Desconcertado, Lucian comenzó a sacar toda la comida de la nevera, probándola y escupiéndola inevitablemente debido al sabor insoportablemente agrio y amargo que poseían. Todo, excepto una sola cosa: su última esperanza fue un traste con pedazos de coco al fondo de la nevera. Desesperado, tomó los gajos de coco y se los llevó a la boca, esperando el mismo resultado desagradable. Pero esta vez fue distinto.

El coco no tenía sabor. No era algo sumamente agradable, pero era un avance. El coco sabía completamente insípido, pero la textura y el jugo que soltaba le permitieron a Lucian alimentarse por el momento. Mientras masticaba los pedazos de coco, su mente giraba en torno a lo que le estaba ocurriendo. No podía evitar la sensación de que algo en su cuerpo había cambiado profundamente.

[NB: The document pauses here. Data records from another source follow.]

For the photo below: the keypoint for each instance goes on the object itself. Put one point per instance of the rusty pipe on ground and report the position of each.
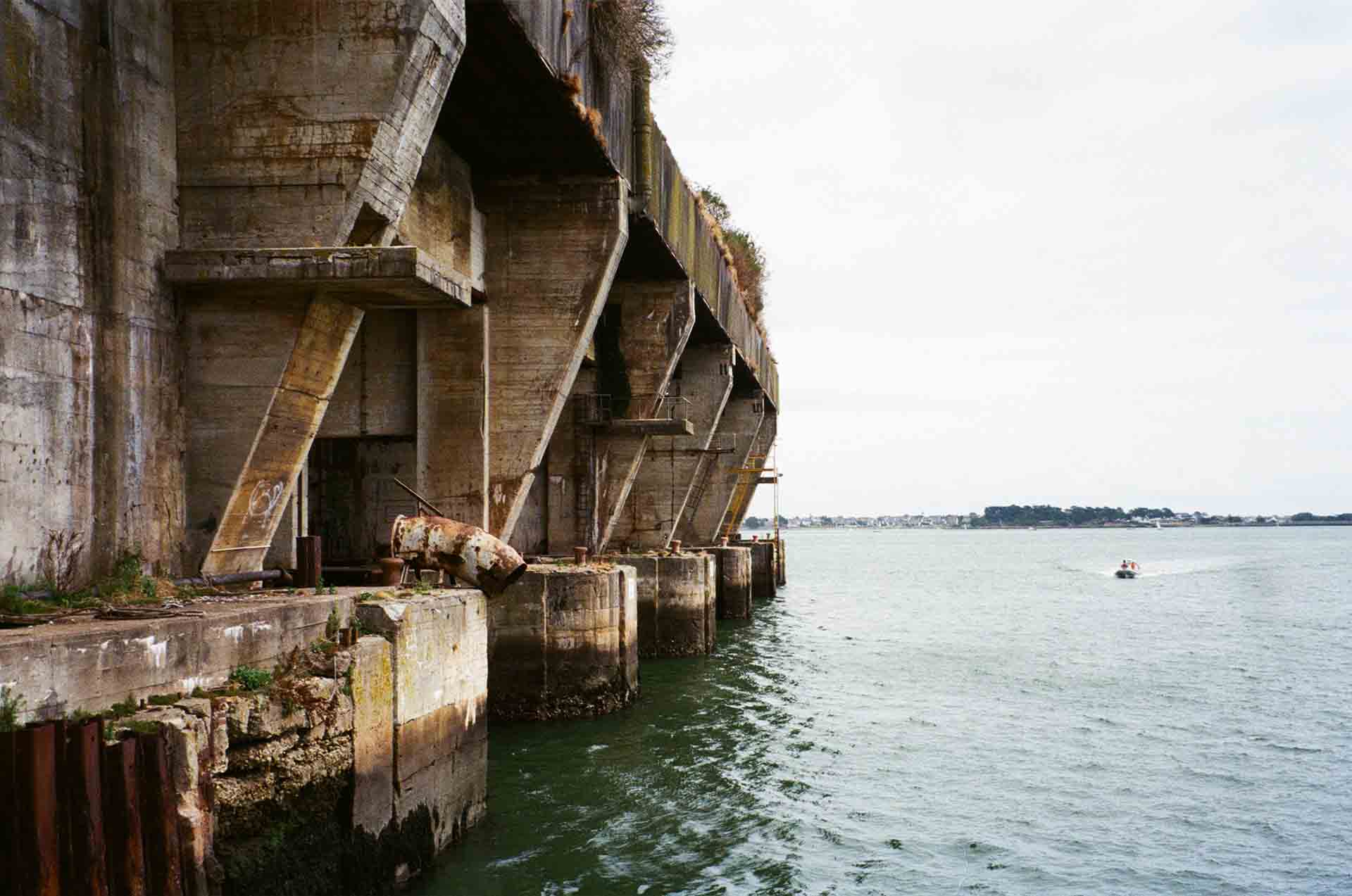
(467, 552)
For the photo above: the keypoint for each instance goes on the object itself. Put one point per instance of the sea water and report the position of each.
(965, 711)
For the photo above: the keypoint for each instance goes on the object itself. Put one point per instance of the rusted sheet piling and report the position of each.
(160, 821)
(122, 819)
(84, 787)
(8, 810)
(35, 784)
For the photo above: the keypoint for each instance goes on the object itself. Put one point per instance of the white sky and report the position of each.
(1048, 252)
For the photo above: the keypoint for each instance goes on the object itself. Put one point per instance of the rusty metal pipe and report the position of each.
(467, 552)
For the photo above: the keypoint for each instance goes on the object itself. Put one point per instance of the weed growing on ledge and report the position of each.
(251, 679)
(11, 707)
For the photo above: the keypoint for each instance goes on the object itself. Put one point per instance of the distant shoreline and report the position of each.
(1014, 529)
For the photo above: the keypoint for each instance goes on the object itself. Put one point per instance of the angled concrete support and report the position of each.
(592, 461)
(671, 465)
(304, 125)
(655, 324)
(282, 441)
(552, 255)
(720, 476)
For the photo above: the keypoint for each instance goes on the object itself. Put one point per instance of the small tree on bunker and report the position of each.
(630, 35)
(748, 258)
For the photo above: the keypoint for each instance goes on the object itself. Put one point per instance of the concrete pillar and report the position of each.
(671, 465)
(453, 412)
(763, 569)
(439, 659)
(563, 642)
(372, 737)
(676, 603)
(718, 477)
(734, 581)
(570, 496)
(749, 477)
(282, 441)
(552, 254)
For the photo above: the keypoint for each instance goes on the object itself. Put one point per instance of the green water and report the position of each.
(946, 712)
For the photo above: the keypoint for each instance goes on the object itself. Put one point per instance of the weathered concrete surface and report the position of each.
(763, 569)
(663, 199)
(563, 642)
(91, 665)
(674, 467)
(282, 784)
(91, 433)
(751, 476)
(713, 491)
(364, 276)
(306, 123)
(282, 442)
(677, 602)
(655, 324)
(441, 684)
(552, 254)
(453, 412)
(734, 581)
(373, 736)
(441, 218)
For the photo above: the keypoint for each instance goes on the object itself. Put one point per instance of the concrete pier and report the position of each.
(264, 267)
(564, 642)
(677, 600)
(389, 733)
(734, 581)
(763, 568)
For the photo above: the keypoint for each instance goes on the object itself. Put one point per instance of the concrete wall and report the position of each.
(91, 665)
(734, 581)
(304, 123)
(91, 430)
(563, 642)
(677, 599)
(441, 686)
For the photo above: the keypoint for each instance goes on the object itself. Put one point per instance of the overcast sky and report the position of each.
(1051, 252)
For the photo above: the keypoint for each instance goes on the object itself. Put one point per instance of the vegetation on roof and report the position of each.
(744, 254)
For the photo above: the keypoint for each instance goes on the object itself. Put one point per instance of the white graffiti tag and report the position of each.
(265, 498)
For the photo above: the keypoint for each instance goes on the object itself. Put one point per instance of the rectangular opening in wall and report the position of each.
(355, 499)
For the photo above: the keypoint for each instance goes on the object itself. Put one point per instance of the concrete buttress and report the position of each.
(304, 123)
(265, 483)
(656, 322)
(672, 467)
(553, 249)
(717, 480)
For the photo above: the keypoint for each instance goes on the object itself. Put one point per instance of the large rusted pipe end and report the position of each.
(467, 552)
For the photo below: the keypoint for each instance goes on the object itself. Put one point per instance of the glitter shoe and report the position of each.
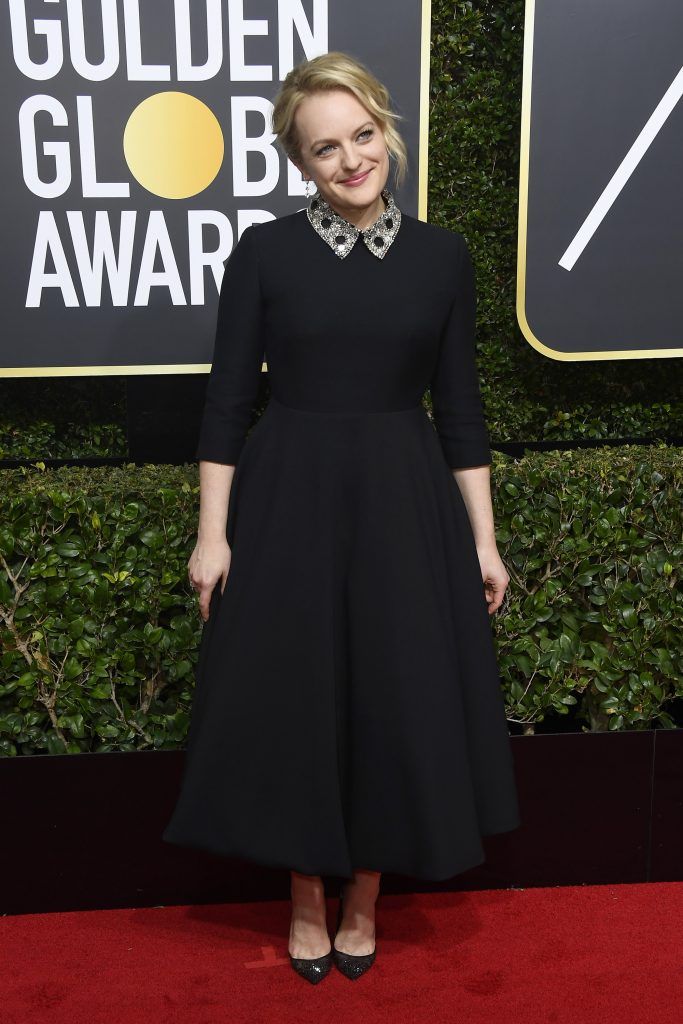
(313, 970)
(350, 965)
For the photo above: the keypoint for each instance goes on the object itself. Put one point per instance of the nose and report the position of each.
(351, 161)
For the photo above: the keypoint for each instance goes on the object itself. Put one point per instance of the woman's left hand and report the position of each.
(495, 576)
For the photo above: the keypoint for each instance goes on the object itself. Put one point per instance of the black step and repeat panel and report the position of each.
(600, 256)
(136, 146)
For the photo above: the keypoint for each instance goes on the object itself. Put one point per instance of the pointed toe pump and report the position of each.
(313, 970)
(351, 966)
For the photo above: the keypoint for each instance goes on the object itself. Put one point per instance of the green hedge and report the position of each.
(476, 75)
(99, 630)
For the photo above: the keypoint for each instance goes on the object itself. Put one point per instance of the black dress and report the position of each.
(347, 711)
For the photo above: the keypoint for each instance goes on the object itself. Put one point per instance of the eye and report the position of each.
(366, 131)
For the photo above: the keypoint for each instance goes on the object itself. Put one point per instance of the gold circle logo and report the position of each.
(173, 144)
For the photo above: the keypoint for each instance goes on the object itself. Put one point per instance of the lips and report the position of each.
(356, 179)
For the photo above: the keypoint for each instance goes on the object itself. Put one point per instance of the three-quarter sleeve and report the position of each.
(457, 408)
(238, 356)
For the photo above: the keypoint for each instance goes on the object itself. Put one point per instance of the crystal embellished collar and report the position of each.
(341, 235)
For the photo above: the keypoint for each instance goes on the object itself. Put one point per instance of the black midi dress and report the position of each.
(347, 711)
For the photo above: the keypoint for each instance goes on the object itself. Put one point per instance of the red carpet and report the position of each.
(609, 954)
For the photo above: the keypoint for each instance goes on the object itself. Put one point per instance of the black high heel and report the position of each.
(313, 970)
(351, 965)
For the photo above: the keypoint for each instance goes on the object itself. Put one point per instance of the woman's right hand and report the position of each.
(209, 562)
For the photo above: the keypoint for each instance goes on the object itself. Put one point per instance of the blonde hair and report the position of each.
(336, 71)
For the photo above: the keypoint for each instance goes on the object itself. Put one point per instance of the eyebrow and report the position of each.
(317, 141)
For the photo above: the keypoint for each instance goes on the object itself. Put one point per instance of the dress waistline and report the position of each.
(419, 408)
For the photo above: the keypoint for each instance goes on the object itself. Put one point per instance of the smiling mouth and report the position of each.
(357, 177)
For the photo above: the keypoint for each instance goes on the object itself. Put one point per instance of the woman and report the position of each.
(347, 718)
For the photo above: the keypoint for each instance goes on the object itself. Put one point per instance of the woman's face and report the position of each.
(340, 141)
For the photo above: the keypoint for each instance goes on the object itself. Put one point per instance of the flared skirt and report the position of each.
(347, 711)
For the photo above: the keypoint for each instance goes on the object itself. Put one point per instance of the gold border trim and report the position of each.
(630, 353)
(204, 368)
(423, 144)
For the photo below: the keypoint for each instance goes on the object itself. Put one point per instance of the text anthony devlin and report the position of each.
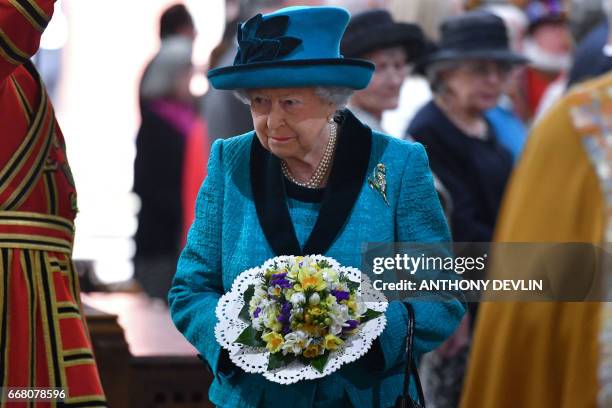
(482, 285)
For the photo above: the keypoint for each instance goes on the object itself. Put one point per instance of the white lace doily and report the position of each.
(255, 360)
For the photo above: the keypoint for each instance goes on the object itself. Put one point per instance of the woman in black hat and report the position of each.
(467, 75)
(374, 36)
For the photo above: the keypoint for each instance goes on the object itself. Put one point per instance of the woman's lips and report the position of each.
(280, 139)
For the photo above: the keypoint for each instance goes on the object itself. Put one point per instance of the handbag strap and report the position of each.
(411, 368)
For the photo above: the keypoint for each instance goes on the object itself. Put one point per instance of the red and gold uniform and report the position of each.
(44, 341)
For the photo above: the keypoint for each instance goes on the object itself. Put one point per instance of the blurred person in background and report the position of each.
(553, 354)
(468, 74)
(548, 45)
(391, 46)
(174, 21)
(592, 57)
(415, 91)
(44, 340)
(168, 135)
(509, 126)
(584, 15)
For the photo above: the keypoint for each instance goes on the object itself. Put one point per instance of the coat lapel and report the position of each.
(345, 182)
(271, 201)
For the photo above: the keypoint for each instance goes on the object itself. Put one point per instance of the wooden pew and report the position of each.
(144, 361)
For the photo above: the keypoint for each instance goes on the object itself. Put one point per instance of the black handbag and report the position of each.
(405, 400)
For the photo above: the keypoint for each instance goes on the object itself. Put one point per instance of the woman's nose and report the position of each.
(275, 117)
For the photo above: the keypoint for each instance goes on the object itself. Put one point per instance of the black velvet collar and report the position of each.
(345, 182)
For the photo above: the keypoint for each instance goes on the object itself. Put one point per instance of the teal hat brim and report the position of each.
(343, 72)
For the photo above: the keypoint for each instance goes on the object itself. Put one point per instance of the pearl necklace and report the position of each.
(319, 174)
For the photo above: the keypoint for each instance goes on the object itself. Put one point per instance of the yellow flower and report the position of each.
(315, 311)
(312, 351)
(312, 329)
(274, 341)
(352, 303)
(332, 342)
(310, 279)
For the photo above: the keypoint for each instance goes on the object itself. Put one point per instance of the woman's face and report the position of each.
(476, 85)
(290, 122)
(383, 91)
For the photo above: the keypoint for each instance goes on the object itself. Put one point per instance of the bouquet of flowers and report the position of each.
(299, 318)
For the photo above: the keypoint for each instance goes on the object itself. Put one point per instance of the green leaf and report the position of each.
(319, 362)
(369, 315)
(244, 312)
(278, 360)
(353, 285)
(250, 337)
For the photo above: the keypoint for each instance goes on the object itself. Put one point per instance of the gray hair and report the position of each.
(336, 95)
(434, 71)
(172, 61)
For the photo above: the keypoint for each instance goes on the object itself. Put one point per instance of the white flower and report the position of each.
(330, 275)
(361, 306)
(339, 315)
(257, 322)
(295, 342)
(297, 298)
(296, 312)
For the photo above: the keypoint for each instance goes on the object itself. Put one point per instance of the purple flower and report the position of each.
(280, 280)
(350, 325)
(340, 295)
(284, 316)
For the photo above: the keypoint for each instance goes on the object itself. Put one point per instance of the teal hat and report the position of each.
(290, 48)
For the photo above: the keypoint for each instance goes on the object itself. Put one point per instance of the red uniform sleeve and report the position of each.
(22, 23)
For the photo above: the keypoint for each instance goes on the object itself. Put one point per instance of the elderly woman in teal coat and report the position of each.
(307, 180)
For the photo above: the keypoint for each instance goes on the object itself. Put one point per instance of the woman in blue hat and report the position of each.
(302, 183)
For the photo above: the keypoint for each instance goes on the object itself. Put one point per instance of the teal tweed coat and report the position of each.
(243, 219)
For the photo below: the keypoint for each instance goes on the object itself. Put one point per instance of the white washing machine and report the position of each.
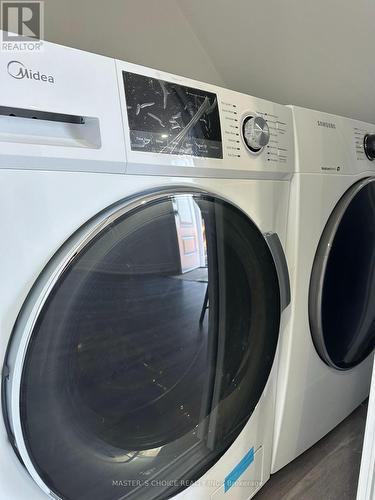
(143, 217)
(325, 356)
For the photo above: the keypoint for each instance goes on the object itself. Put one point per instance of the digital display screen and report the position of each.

Después de terminar el coco, Lucian se dirigió al espejo del baño. Se miró detenidamente, buscando algún signo físico que explicara su nueva aversión a la comida. Sus ojos, antes cansados, ahora parecían tener un brillo extraño, y su piel pálida parecía más translúcida bajo la luz. Se llevó una mano al cuello, al lugar donde Adelaide lo había mordido. Aunque no había ninguna marca visible, el recuerdo de los colmillos perforando su piel estaba fresco en su mente.

—¿Qué me has hecho, Adelaide? —murmuró, susurrando al reflejo en el espejo.

El reloj en la pared marcaba el tiempo mientras la ciudad de Nueva Luella despertaba a un nuevo día. Lucian sabía que debía encontrar respuestas, y pronto. No podía quedarse esperando a que su padre y Catherine regresaran. Necesitaba saber qué le estaba ocurriendo y cómo enfrentarlo.

Determinado, Lucian se vistió y salió de la casa, decidido a buscar pistas sobre lo que le había pasado. Sabía que encontrar a Adelaide sería clave para entender su transformación.